“Please do not send the Etch-A-Sketch down the slide.”
“Did you just PEE?… Well then, I’d like to know what that puddle on the floor is.”
“Point the laser cannon away from your brother.”
“Aunt Beth, look what you’re supposed to do with the water in the back of church. You go like this: Forehead, shirt, this shoulder, that shoulder.”
“The bubble didn’t taste very good, did it? That’s why I told you not to eat it.”
“…ten, eleven, twelve, thirteen… nine…”
“Keep your pants on until you get inside the bathroom.”
puppy dog tails at: mbe@drinktothelasses.com
5 responses so far ↓
John B // Monday, September 7, 2009 at 9:24 pm |
It is spectacles testicles wallet watch, obviously you are not male and lacking in your Catholic school education. :)
Carrie // Tuesday, September 8, 2009 at 9:43 am |
My faves also include:
Stop licking the car
Don’t stab the dog
Get your shoe out of your mouth
And the ever popular Mama check your pants – you made stinky
j.s. // Tuesday, September 8, 2009 at 10:51 am |
How about comments from PARENTS, like, “He got poop on WHAT?!”

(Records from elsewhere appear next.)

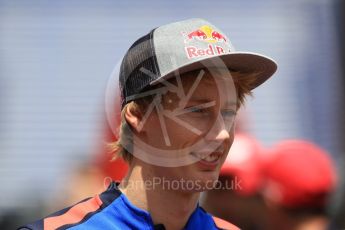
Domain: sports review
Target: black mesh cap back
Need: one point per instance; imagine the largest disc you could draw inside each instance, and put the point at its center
(140, 56)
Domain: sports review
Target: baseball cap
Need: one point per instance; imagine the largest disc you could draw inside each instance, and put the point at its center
(244, 163)
(299, 174)
(181, 47)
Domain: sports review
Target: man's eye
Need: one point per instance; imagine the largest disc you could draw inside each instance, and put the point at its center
(196, 109)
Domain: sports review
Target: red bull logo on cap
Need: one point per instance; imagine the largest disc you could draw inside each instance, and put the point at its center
(206, 34)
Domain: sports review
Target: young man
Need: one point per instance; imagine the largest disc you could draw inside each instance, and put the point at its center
(181, 86)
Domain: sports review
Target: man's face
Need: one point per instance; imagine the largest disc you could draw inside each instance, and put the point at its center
(194, 127)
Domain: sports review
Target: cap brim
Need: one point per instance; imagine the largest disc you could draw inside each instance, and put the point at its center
(245, 62)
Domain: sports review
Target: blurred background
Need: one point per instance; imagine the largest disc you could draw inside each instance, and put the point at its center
(56, 58)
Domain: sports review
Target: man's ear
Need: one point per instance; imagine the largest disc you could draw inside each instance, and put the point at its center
(133, 119)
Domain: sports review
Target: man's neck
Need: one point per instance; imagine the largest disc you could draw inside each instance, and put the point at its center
(166, 206)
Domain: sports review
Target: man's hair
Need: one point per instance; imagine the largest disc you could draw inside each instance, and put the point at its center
(122, 148)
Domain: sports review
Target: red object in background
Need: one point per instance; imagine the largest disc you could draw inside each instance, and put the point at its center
(115, 169)
(299, 174)
(244, 164)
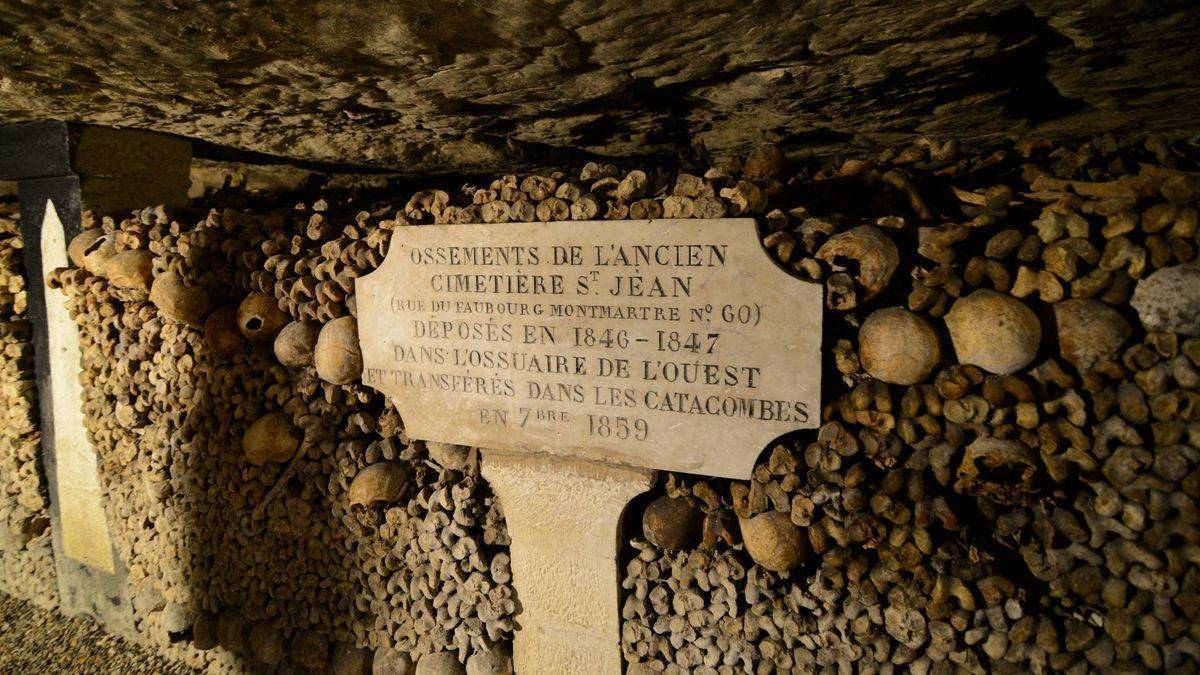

starnarcosis // Tuesday, September 8, 2009 at 1:26 pm |
Please do not hang up all your sisters’ underwear in the maple tree and then invite all your friends to see your underwear tree.
Please do not climb out of your bedroom window, over the roof, and down the tree by the garage to go to Wendy’s for a burger at 11 pm.
Ginny // Thursday, September 17, 2009 at 12:25 am |
Love the list.
In my home, one hears “With underwear comes responsibility.” (yes, I do have a toddler).